Biz bunu ta silahları ilk verdikleri günden itibaren en yüksek sesle söylüyoruz. Şimdi adı üstünde, vekâlet savaşları. Eskiden bu işler gizli-kapaklı yapılırdı, şimdi maalesef bu vekâlet savaşlarında kirli maşaları yani terör örgütlerini kullananlar artık bu işleri açıkça yapıyorlar. Amerikalılar göz göre göre baştan beri bir yanlış tavır içerisinde oldular ve PYD’yi, YPG’yi silahlandırarak bölgede gerçekten bir canavar oluşmasına, bir canavar terör örgütünün oluşmasına katkıda bulundular. En başta söylüyorlardı; merak etmeyin, DEAŞ’la mücadele bittiği zaman bunları toplarız. Hadi, DEAŞ’la mücadele bitti, başarı kazandık diyor, toplayın silahları. Eğer bu silahları toplama konusunda bir irade ortaya koymazlarsa yani başlangıçta bu silahları zaten merak etmeyin toplayacağız deyip şimdi bunu toplamıyorlarsa bu da ciddi bir tutarsızlık demektir. Şimdi mesele çok açık, yani bir kere bu tür büyük devletler artık vekâlet savaşlarının dünyanın baş belası olan yeni tür kanlı ve en kirli emperyal savaşlardan olduğunu görmeleri lazım.

ABD, Filistin tavrından dolayı yalnızlaşıyor

- Filistin’e yönelik ABD ve İsrail’in tavrını nasıl değerlendiriyorsunuz?

ABD, İsrail’in Filistin’e karşı yapmış olduğu saldırgan tavır konusunda ne yazık ki taraf olmuştur, yani zalimden yana, işgalciden yana, saldırgandan yana taraf olmuştur. Özellikle ABD’nin kendi Büyükelçiliğini Tel Aviv’den Kudüs’e taşıma kararıyla birlikte ortaya çıkan tablo ise Amerika bakımından da hazin bir tablodur. ABD bu kararıyla yalnızlaşmıştır, BM Genel Kurulu’nda ciddi bir şekilde Amerika’nın bu tavrına karşı insanlar neredeyse bir ittifak oluşturmuştur. İsrail’in bu saldırgan tavrını neredeyse kendi dış politikasının merkezine yerleştirmek, Amerikan yönetimini dünya kamuoyunda yalnızlaştırdı.

‘Kaşıkçı olayının üstünü örttürmeyeceğiz’

- Cemal Kaşıkçı olayını Suudi Arabistan kapatmaya mı çalışıyor?

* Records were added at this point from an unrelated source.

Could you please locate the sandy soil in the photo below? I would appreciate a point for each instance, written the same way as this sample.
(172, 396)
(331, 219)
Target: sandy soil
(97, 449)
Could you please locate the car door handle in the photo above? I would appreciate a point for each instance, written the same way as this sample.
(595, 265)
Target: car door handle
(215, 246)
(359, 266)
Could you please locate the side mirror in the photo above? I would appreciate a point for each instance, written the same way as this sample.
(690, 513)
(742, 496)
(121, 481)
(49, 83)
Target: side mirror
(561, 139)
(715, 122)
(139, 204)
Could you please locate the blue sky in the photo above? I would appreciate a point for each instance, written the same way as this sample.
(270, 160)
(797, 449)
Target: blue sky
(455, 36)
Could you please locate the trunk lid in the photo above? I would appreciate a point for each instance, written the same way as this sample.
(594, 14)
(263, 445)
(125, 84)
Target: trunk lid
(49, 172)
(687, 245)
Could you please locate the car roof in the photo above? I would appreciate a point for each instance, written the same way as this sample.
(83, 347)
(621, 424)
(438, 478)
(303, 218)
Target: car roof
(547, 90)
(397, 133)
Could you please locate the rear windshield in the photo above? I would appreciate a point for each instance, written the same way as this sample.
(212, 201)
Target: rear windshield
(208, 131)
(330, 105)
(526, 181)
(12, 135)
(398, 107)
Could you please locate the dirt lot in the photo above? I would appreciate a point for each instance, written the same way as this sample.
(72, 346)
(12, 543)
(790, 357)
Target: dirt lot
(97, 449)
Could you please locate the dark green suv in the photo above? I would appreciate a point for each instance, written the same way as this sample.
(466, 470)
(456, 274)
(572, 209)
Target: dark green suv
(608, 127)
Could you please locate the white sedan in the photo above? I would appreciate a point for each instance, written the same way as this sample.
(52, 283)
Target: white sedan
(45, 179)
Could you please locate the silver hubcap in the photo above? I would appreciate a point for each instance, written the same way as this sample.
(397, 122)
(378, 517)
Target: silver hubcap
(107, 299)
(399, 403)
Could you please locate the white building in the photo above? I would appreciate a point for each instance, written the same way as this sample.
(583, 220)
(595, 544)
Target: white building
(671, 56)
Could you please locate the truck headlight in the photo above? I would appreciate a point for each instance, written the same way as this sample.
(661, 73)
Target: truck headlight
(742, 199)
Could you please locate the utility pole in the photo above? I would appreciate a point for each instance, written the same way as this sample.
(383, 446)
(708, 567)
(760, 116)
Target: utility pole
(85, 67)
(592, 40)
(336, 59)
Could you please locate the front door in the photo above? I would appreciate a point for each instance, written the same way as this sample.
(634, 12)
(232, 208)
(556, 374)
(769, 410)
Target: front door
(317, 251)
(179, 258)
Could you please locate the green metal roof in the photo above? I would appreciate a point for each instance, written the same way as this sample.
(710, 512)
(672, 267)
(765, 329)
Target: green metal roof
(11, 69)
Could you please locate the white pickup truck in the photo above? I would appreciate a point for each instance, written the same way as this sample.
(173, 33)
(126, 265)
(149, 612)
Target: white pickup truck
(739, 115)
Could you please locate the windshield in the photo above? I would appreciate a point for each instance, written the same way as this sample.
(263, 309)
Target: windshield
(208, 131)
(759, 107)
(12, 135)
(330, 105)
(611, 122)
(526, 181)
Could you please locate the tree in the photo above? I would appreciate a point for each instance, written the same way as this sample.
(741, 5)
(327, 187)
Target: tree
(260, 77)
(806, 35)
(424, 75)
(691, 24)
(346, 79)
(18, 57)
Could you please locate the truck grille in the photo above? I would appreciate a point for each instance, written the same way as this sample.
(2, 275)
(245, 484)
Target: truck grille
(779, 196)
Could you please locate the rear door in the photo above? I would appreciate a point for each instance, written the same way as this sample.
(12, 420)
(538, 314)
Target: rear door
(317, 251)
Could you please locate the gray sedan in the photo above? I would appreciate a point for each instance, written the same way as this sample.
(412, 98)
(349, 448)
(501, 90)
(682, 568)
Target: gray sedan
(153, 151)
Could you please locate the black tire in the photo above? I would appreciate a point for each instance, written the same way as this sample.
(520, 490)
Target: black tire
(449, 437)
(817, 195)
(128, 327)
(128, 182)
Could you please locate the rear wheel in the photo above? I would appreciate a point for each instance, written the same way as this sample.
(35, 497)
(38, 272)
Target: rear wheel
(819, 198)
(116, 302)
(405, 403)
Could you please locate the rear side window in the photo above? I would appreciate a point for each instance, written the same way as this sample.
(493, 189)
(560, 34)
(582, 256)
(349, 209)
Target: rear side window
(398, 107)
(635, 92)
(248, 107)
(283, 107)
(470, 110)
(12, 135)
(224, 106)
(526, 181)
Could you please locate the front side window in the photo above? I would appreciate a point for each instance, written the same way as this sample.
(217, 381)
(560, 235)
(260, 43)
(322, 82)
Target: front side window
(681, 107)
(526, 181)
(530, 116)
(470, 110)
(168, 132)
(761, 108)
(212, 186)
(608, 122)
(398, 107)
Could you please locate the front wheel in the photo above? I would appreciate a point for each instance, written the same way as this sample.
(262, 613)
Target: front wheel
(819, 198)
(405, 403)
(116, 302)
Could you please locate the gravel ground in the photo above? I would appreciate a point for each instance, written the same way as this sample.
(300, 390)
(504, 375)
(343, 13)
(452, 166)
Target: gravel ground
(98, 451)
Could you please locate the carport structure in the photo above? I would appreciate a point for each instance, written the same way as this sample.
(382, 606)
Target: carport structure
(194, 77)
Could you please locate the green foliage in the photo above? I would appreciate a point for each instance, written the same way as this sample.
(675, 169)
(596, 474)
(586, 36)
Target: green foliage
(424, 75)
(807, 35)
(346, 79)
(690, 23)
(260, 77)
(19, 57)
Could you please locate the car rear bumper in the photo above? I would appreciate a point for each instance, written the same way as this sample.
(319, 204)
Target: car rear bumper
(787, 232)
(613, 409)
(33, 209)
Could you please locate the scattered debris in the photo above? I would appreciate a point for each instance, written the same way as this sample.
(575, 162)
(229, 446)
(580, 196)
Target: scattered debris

Kaşıkçı meselesinin kapatılmaması için Türkiye olarak bütün gücümüzle gayret sarf ediyoruz. İstanbul’da Suudi Arabistan’ın kendi toprağı sayılan konsoloslukta dünyaca tanınan bir adam, bir gazeteci yok edildi, buharlaştırıldı; bu büyük bir insanlık ayıbıdır, büyük bir insanlık suçudur. Belki birileri için Suudi Arabistan işte Ortadoğu siyasetinde önemli bir ülkedir, oradaki Veliaht Prensin yıpratılmasını istemeyecek bir tavır içerisinde olabilirler. Ama biz bu mesele kime gidiyorsa, nereye kadar dokunuyorsa gidilmesi gerektiğini düşünüyoruz. Bu meselenin asla üstünün örtülmesine müsaade etmeyeceğiz.